Presiden Prabowo sepatutnya mencabut Keppres 41/2004 jo Keppres 3/200, yang menjadi dasar legal bagi kerusakan sistemik di Raja Ampat. Tentu saja setelah pencabutan, harus ada dorongan untuk penegakan hukum karena dikhawatirkan perusahaan-perusahaan yang telah mendapatkan izin akan melanjutkan operasi secara ilegal karena tidak mau merugi.

Hampir sama dengan nasib alam, para penegak hukum harus mengintegrasikan pendekatan pro korban kekerasan seksual dan membangun sistem kepolisian yang sensitif gender. Ratusan kasus kekerasan seksual (KS) terhenti di kepolisian dengan berbagai alasan yang merugikan korban.
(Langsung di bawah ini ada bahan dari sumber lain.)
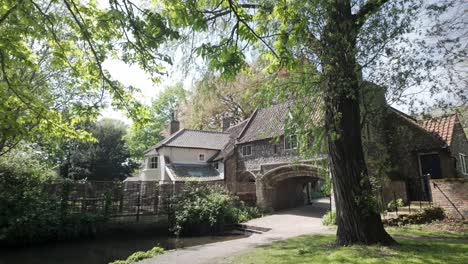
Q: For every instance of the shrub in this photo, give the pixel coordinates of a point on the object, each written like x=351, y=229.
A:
x=140, y=255
x=329, y=218
x=428, y=215
x=394, y=204
x=28, y=214
x=200, y=209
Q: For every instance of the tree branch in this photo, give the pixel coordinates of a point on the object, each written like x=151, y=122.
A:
x=370, y=7
x=5, y=16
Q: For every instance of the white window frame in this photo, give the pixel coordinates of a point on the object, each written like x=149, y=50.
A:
x=289, y=137
x=244, y=150
x=463, y=163
x=153, y=162
x=201, y=157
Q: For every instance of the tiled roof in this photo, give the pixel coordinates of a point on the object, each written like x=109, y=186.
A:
x=196, y=172
x=441, y=127
x=270, y=122
x=187, y=138
x=234, y=132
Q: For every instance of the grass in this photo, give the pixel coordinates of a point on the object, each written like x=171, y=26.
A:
x=449, y=247
x=454, y=230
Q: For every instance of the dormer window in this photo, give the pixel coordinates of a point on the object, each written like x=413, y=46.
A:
x=247, y=150
x=290, y=142
x=153, y=162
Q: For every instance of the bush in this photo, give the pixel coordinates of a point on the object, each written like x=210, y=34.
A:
x=329, y=218
x=394, y=204
x=28, y=214
x=427, y=216
x=200, y=209
x=140, y=255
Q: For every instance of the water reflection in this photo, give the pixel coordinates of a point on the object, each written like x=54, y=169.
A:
x=115, y=244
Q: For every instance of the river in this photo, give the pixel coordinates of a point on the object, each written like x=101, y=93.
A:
x=114, y=244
Presiden selanjutnya perlu mengangkat pemimpin-pemimpin di berbagai lapisan di bawahnya agar berorientasi sama. Mereka yang telah terbukti bekerja dengan kesadaran tinggi--yang selaras dengan nilai ketuhanan, cinta kasih, dan keadilan sosial harus dijadikan prioritas.

Sudah saatnya Indonesia keluar dari paradigma kepemimpinan lama yang mengeksploitasi sumber daya yang hanya memperkaya kelompok elite. Kita perlu bergerak dari ekstraksi menuju regenerasi. Dari kekuasaan yang merusak menuju kekuasaan yang menyembuhkan.

Perempuan tidak boleh terus-menerus menjadi korban. Alam tidak boleh terus-menerus menjadi objek. Keduanya harus menjadi subjek kehidupan: dihormati, dipulihkan, dan diberdayakan. Itu hanya mungkin jika kita membangun sistem politik, hukum, dan pemerintahan regeneratif--yang hidup dan menghidupkan.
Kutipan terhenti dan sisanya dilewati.